La perception du paysage environnant est un sujet majeur pour
le Château, avec la grande perspective de Le Nôtre s’élançant,
jusqu’à l’horizon, au milieu des bois. Depuis le parterre d’Eau,
le parc semble toujours se déployer à l’infini, dominant la nature.
Mais derrière les arbres, aujourd’hui, l’urbanisation menace.
Un nouveau décret, après toute une série de dispositions, vise à éviter
qu’elle ne déborde sur des lieux insignes du patrimoine mondial.

La grande perspective de Le Nôtre partant du château en passant par le parterre de Latone. © EPV / Thomas Garnier
Le domaine national de Versailles a été maintes fois mis sous protection, par passes successives et à travers des dispositifs souvent novateurs. Cette préoccupation permanente, depuis plus de cent cinquante ans, a permis de conserver les bâtiments, mais également le grand paysage alentour qui contribue à la valeur du site.

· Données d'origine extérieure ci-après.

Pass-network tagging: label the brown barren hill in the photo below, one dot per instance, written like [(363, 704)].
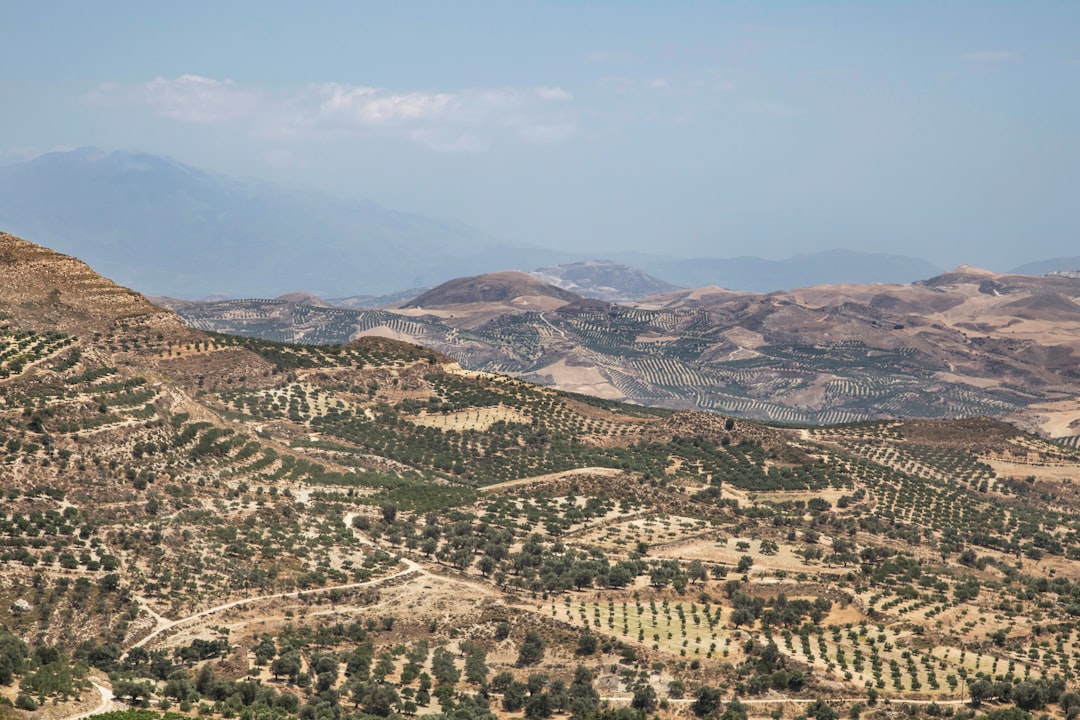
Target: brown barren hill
[(49, 290), (491, 287)]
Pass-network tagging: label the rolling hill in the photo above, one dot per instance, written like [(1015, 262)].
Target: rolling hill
[(229, 526), (968, 342)]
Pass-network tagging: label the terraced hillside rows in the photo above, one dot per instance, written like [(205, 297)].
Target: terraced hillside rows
[(226, 527), (963, 344)]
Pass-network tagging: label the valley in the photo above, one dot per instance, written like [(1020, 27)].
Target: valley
[(221, 526), (963, 343)]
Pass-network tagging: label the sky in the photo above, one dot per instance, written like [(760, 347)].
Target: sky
[(946, 131)]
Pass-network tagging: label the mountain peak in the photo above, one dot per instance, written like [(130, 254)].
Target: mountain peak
[(603, 280), (44, 289), (507, 286)]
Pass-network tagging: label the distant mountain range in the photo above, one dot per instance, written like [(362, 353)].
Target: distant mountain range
[(1047, 267), (759, 275), (604, 281), (166, 228)]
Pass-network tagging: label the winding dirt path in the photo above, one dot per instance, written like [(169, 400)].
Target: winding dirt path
[(412, 568), (105, 705)]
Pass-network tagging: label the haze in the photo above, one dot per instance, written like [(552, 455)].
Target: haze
[(940, 131)]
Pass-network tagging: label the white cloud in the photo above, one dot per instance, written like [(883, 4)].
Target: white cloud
[(199, 99), (548, 133), (547, 93), (990, 56), (459, 121)]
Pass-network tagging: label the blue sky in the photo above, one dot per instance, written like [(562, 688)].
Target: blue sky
[(940, 130)]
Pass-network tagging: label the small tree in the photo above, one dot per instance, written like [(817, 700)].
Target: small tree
[(531, 650)]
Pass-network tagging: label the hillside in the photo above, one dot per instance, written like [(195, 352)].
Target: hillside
[(967, 342), (499, 287), (225, 526)]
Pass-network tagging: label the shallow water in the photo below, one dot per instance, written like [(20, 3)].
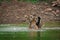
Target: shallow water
[(24, 33)]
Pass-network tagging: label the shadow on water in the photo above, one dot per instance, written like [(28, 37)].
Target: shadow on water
[(23, 33)]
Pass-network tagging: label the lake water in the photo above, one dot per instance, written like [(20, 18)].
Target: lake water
[(24, 33)]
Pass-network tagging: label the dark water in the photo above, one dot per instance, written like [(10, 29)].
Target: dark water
[(25, 34)]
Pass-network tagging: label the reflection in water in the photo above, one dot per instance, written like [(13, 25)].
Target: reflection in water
[(34, 35)]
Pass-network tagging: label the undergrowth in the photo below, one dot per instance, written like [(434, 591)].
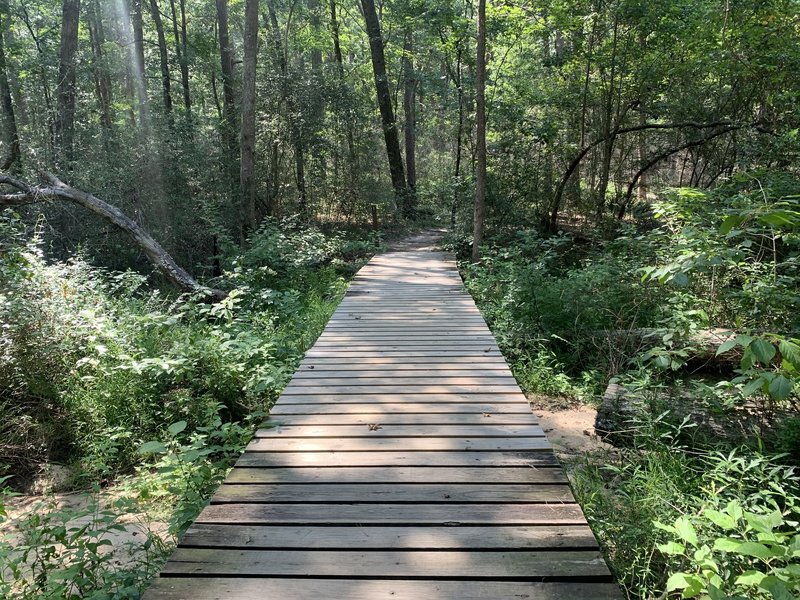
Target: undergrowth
[(700, 498), (155, 392)]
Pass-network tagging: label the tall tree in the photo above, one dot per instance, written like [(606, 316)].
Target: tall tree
[(155, 11), (229, 135), (248, 139), (140, 82), (480, 140), (5, 95), (102, 79), (65, 111), (410, 110), (295, 129), (181, 51), (385, 99)]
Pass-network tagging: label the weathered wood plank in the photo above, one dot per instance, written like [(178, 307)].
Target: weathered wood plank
[(400, 380), (418, 538), (242, 588), (373, 475), (360, 404), (443, 493), (377, 444), (393, 514), (530, 459), (475, 418), (367, 394), (390, 430), (451, 390), (320, 372), (520, 565)]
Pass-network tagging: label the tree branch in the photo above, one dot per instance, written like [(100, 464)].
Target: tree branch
[(57, 190), (556, 203)]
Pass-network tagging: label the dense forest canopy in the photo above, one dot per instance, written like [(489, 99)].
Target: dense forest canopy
[(621, 184), (198, 119)]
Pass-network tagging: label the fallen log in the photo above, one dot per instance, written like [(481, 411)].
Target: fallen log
[(57, 190)]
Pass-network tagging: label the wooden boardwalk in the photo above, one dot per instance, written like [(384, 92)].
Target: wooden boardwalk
[(402, 462)]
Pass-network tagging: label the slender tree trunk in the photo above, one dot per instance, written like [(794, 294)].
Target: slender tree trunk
[(458, 80), (352, 165), (480, 119), (155, 11), (229, 134), (384, 99), (5, 95), (180, 53), (158, 257), (65, 117), (410, 114), (102, 80), (295, 129), (248, 140), (138, 53)]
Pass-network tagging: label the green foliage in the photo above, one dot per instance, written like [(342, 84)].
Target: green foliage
[(67, 552)]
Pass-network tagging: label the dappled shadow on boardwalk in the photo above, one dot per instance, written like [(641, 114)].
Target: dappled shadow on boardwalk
[(402, 461)]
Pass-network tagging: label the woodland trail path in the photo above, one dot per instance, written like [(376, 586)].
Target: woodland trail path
[(402, 461)]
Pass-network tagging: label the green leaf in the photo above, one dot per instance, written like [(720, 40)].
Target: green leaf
[(680, 279), (750, 578), (763, 350), (177, 427), (686, 530), (727, 345), (753, 386), (672, 548), (720, 519), (726, 544), (756, 550), (691, 585), (152, 448), (790, 352), (729, 223), (780, 388)]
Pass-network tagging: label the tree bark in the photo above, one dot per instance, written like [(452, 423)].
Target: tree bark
[(480, 120), (229, 133), (248, 140), (556, 203), (102, 80), (58, 190), (138, 55), (384, 99), (410, 121), (155, 11), (352, 164), (65, 116), (179, 32), (5, 95), (295, 129)]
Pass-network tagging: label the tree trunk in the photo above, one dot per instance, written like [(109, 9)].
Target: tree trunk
[(5, 95), (295, 129), (138, 54), (180, 52), (65, 116), (248, 141), (480, 119), (349, 133), (229, 133), (155, 11), (384, 99), (409, 125), (102, 80), (158, 257)]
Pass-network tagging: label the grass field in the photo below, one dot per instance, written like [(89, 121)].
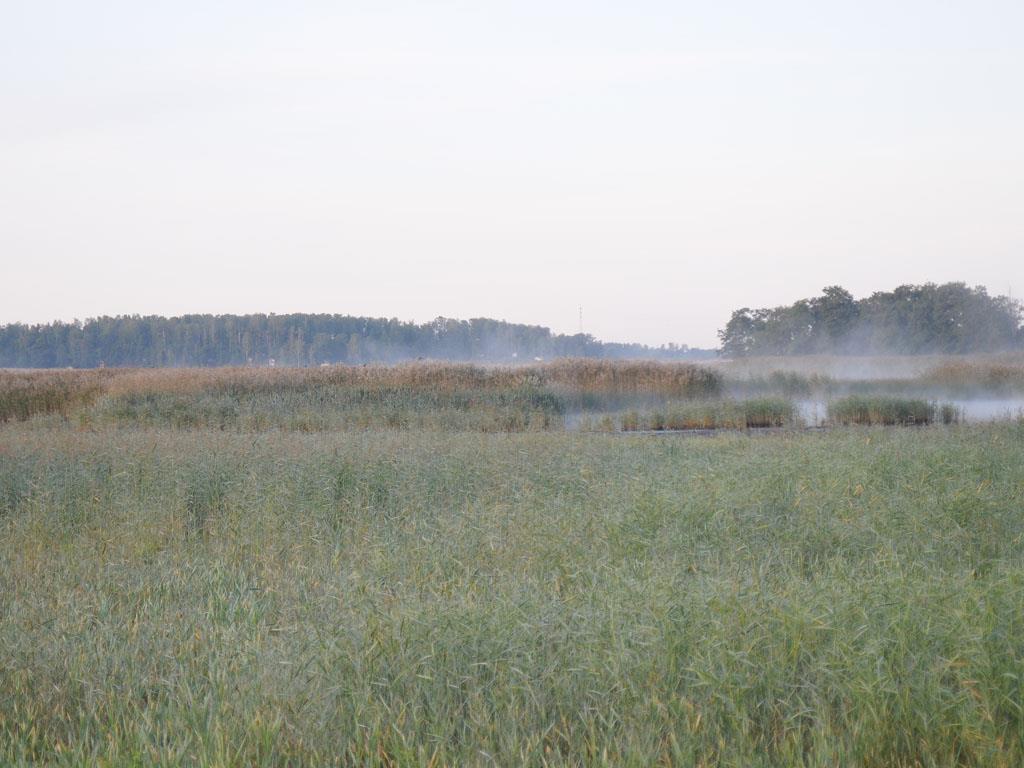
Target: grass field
[(438, 592)]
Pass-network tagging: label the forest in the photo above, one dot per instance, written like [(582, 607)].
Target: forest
[(949, 318), (202, 340)]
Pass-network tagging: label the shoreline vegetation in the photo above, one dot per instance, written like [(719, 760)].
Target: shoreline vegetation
[(182, 595), (583, 393)]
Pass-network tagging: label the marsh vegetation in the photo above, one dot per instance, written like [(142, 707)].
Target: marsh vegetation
[(263, 567)]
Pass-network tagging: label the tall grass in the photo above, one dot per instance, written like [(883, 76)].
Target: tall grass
[(381, 598), (881, 410), (700, 415), (443, 396)]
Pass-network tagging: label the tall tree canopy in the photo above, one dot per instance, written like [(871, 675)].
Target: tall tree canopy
[(950, 318), (295, 340)]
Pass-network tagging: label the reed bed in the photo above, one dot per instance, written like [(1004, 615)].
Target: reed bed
[(752, 414), (880, 410), (217, 599)]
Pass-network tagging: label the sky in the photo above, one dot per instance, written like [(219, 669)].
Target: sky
[(659, 164)]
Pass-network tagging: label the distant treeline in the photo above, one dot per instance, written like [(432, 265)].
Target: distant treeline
[(297, 340), (950, 318)]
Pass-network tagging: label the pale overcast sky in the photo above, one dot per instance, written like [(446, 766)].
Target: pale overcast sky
[(658, 163)]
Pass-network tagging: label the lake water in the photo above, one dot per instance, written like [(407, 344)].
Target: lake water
[(815, 413)]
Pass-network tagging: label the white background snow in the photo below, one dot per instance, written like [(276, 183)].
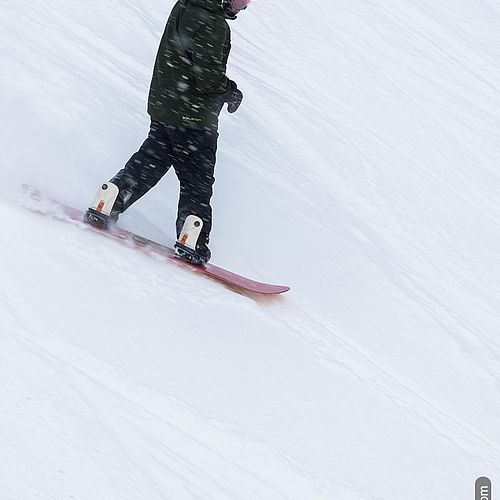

Une protection de plus en plus étendue et précise
La première protection date de Prosper Mérimée, qui inscrit le château sur sa liste de bâtiments en 1862, puis le classement fondateur au titre des Monuments historiques1 est établi en 1906, et va se préciser au fil des années.
En 1964, le « trou de serrure » – en référence à la forme particulière de ce territoire – est fixé grâce à Malraux à partir de la chambre du Roi. Ce dispositif, unique en son genre, facilite l’intervention de l’architecte des Bâtiments de France. En 1979, le château de Versailles, avec le parc, fait partie des premiers sites français à bénéficier de la protection au titre du patrimoine mondial de l’Unesco.
En 1995, les « biens de retour » sont identifiés en périphérie du domaine afin d’anticiper leur prise en charge : ce dispositif, également inédit, prévoit leur restitution à l’Établissement public du château de Versailles au terme de leur occupation par les autres ministères (Armée, Agriculture, Enseignement supérieur). Enfin, en 2000, c’est la plaine de Versailles qui est définitivement classée au titre des Sites par l’État.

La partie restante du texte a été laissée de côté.